All this allows my hubby to get a break from caring. We also have 2 sleepovers a week, so my hubby can sleep upstairs in our spare room, knowing he won’t have a disturbed night , as does happen with me needing help.

I chose my own carers a d it has worked extremely well. But you can discuss the appointment of carers with your plan manager.

If you decide to go ahead with everything, each month a set amount of money will go into a separate bank account in your wife’s name and you pay your carers out of it.

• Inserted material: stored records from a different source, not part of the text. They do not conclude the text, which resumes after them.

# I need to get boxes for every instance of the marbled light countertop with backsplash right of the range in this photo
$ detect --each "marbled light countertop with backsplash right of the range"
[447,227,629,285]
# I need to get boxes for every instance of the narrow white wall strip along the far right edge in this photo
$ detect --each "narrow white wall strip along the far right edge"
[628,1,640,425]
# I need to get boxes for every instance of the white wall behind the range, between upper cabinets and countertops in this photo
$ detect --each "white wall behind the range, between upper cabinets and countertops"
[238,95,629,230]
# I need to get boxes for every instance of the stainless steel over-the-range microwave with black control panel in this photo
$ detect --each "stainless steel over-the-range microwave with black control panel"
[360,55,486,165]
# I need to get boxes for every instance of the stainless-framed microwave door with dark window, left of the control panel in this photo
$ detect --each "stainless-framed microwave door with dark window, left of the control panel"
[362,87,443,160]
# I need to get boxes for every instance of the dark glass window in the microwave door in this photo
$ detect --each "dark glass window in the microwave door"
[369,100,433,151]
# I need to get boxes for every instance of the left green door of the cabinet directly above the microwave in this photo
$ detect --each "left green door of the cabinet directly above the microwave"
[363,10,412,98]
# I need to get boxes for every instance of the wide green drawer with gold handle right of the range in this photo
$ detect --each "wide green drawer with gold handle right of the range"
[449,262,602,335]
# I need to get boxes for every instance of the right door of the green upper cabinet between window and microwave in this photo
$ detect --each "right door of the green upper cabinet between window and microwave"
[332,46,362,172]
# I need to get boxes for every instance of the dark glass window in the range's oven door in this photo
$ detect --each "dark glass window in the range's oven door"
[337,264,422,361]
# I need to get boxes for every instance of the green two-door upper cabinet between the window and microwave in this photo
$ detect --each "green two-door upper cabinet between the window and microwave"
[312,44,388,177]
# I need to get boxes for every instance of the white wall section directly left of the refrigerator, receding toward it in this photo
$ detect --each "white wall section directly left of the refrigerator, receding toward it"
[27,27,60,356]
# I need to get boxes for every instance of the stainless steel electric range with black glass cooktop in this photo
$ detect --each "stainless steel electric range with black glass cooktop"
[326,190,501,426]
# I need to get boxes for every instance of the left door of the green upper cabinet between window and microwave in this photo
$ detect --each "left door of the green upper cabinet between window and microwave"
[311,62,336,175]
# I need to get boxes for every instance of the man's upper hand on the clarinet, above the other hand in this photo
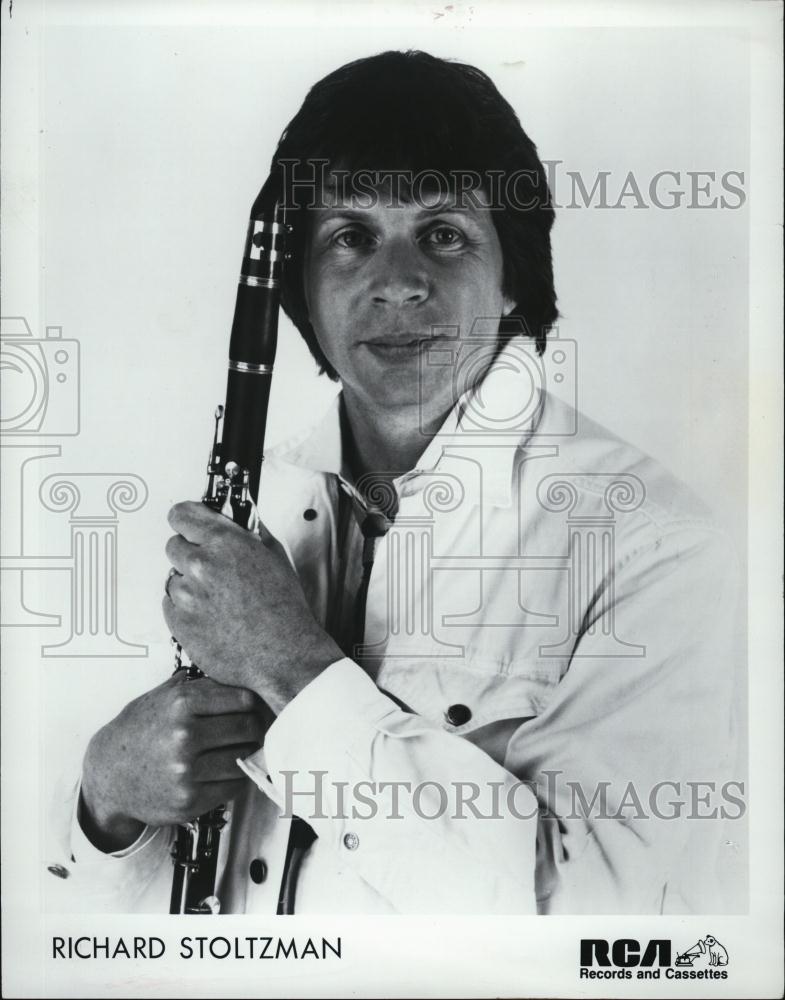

There, it is quite daunting at first, but soon falls in to place.

I recommend the system when we need help to care for needs.

Pollx

Thank you so much. This sounds like it may be a good fit for us. We a will need to have a discussion about what’s best but I like the sound of this. I don’t want to push it in case she doesn’t get the pip decision she deserves and ends up disappointed.

Thank you. I have to agree about this community, I have learned so much and received so much advice and support in just a few days it is staggering. I hope once things begin to settle we will be able to offer similar support to others in our current position. And yes, the ms nurse has been an absolute godsend. Don’t know how we’d have got this far without her.